You can’t improve what you can’t measure.

Anon

This guidance on measuring impact and developing monitoring and evaluation for African youth clubs has been written by African women leading youth projects in Kenya, South Africa and Nigeria. We want it to be a resource for other youth workers in Africa so that together we inspire and empower more girls and young women. 

In toolkit one we followed Chidi’s story as she set up a youth club for young women in her African neighbourhood, which reflects our experience working in towns and cities like Johannesburg, Nairobi, Lagos, Kilifi and Enugu. We saw her identify and overcome challenges so that her youth club thrived and truly benefited the girls she sought to serve. 

We saw Chidi facing setbacks and getting exhausted as she struggled against the odds to keep her project alive like many African female youth workers. 

Often, when we are working hard and struggling just to do the essential things to keep our youth projects going, we think that measuring impact is a waste of our precious time. Why bother? We know our youth project is effective. We see the results in the young women we work with. We are doing our best and have no more energy to give.
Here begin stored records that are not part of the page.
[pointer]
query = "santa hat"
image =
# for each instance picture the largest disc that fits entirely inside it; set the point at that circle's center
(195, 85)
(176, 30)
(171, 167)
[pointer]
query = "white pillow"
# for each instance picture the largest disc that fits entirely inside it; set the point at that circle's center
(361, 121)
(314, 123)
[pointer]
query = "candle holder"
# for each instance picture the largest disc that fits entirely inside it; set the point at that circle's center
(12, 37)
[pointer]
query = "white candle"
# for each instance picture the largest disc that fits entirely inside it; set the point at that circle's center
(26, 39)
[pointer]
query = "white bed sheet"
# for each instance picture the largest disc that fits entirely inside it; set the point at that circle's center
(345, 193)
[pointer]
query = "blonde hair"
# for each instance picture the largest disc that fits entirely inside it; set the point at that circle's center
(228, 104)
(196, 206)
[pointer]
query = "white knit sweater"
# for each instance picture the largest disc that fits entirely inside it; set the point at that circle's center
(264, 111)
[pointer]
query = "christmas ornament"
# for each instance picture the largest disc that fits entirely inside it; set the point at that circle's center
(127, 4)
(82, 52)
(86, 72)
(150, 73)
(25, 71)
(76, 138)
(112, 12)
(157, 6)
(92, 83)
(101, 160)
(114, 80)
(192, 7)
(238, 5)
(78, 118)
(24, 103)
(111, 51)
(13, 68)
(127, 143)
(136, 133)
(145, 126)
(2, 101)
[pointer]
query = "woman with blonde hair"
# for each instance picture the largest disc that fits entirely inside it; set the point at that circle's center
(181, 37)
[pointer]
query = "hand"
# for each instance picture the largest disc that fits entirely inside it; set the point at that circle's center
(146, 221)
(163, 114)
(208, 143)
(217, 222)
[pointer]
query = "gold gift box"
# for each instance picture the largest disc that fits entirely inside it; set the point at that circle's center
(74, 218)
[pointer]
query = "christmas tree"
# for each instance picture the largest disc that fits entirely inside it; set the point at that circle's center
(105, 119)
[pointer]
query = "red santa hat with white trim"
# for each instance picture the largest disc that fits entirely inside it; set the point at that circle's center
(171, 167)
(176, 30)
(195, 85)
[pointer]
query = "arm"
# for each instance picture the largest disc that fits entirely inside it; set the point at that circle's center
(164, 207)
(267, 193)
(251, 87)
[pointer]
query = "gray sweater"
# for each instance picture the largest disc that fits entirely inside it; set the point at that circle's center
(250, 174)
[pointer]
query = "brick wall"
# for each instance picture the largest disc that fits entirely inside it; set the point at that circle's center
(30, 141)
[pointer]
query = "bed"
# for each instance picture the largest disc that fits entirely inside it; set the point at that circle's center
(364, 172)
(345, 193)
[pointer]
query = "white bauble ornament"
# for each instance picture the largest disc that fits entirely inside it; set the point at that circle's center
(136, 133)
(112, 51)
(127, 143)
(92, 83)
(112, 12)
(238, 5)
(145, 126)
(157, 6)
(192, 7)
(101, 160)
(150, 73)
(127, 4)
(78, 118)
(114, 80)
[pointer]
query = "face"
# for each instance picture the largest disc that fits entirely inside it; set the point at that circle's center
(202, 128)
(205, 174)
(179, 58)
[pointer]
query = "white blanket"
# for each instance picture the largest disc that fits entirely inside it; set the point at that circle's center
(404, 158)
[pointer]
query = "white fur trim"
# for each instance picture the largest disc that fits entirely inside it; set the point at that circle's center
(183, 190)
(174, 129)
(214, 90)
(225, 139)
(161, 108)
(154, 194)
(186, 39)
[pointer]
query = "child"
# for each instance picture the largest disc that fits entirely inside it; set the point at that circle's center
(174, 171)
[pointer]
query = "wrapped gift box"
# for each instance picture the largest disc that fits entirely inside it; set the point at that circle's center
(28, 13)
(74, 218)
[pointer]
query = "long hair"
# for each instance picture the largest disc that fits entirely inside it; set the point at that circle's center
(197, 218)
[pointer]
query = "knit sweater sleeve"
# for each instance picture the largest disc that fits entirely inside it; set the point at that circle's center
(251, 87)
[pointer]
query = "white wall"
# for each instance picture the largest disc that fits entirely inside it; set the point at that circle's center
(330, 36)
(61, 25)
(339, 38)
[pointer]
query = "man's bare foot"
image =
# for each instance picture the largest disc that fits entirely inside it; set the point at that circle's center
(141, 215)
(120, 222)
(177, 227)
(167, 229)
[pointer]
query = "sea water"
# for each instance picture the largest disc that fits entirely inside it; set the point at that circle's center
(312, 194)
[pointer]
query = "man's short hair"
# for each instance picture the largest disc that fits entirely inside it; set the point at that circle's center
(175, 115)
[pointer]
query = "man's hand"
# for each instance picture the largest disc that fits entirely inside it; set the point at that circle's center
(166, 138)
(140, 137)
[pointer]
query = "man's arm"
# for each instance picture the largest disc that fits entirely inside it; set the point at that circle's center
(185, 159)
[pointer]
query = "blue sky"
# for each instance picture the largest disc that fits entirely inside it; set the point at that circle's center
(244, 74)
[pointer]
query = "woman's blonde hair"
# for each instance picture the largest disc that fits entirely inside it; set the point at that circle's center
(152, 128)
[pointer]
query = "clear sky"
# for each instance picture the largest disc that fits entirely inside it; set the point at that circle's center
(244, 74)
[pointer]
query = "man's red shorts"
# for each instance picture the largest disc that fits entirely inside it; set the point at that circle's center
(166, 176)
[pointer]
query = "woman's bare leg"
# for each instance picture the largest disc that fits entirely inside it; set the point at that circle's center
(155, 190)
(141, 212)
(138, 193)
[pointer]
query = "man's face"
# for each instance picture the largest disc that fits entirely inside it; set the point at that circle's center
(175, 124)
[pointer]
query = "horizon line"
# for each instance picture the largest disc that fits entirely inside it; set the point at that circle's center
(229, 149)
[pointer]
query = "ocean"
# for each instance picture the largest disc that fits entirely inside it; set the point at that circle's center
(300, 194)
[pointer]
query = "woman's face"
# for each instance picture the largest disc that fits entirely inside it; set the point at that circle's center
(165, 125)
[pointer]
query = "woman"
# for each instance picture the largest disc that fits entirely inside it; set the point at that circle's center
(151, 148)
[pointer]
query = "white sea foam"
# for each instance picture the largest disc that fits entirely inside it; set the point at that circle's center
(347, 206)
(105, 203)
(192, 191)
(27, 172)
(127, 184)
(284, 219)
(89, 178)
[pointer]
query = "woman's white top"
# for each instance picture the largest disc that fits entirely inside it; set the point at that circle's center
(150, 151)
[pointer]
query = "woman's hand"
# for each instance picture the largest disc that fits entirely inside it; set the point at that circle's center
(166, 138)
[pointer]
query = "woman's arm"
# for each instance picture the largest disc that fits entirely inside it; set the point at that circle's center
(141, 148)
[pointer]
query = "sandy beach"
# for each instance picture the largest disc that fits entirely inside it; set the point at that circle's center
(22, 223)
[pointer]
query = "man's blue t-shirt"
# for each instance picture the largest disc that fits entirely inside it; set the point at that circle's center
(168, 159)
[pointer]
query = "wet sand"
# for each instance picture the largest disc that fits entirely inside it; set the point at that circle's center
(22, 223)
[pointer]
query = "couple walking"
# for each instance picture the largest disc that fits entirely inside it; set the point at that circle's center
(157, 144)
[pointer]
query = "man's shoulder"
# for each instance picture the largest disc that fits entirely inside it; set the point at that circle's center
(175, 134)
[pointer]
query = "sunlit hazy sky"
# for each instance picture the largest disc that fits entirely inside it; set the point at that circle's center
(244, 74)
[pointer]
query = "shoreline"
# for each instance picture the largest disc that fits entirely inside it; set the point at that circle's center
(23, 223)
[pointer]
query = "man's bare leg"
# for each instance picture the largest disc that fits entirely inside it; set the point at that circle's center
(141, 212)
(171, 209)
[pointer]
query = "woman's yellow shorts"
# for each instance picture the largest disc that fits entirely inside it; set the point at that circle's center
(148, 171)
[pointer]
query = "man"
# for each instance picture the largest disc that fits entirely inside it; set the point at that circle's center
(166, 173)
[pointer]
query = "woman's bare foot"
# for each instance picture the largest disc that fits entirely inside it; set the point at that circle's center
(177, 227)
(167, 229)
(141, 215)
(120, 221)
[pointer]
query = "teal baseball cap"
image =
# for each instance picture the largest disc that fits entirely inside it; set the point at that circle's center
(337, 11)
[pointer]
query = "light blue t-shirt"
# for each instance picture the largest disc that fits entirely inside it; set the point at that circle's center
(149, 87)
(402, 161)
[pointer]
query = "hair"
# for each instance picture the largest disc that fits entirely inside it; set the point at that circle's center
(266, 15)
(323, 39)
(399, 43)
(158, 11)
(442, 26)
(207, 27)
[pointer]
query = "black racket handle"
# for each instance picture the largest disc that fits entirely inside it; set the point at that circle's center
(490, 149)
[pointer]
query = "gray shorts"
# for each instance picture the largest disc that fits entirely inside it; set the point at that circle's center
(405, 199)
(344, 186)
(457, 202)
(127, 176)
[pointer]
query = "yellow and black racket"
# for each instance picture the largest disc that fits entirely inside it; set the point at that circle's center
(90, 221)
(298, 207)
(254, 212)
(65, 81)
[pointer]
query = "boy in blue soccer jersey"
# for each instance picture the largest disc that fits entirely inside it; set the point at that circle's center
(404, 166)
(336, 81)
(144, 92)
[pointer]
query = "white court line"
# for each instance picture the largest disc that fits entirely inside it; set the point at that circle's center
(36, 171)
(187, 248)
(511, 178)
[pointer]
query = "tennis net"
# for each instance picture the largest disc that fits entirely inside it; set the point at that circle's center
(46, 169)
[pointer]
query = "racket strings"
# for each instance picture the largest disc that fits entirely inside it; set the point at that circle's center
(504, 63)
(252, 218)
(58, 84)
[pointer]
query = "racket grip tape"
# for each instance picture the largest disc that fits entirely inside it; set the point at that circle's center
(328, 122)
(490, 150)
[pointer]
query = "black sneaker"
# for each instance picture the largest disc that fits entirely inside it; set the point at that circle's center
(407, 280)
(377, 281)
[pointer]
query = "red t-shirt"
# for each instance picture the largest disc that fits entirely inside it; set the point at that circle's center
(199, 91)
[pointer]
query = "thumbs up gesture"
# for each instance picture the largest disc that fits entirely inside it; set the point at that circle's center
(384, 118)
It seems counter-intuitive, but this is when you most need to demonstrate your impact, and evaluate your youth club, so that:

  • You can enthuse others by showing the importance and effectiveness of your youth work, recruiting volunteers and donors.
  • You can keep yourself and your existing team of youth workers motivated, by seeing that all your hard work and sacrifices have been worthwhile.
  • You can see areas where you can improve, or become more efficient, so that you can use your resources (including your own energies) more effectively, focus on what is working well, and stop doing things that are not.

We shouldn’t be obsessed with measuring for the sake of it. Good monitoring and evaluation of our projects allow us to:

  • Plan our achievements, including improving them (plan and grow)
  • Monitor and evaluate our achievements and failures (know)
  • Communicate our achievements and failures (show)

So we are going to spend some more time with Chidi and look at how she can demonstrate the impact of her project so that it can go from strength to strength. We will look at tools for measuring and showcasing our impact, as women leading youth organisations in countries like Kenya, South Africa and Nigeria, as well as thinking about the different people who need to see this. In each section, you will find questions that you can reflect on alone or with others involved in your project, so that you can have renewed confidence in your work with young people and know how to make your work truly sustainable.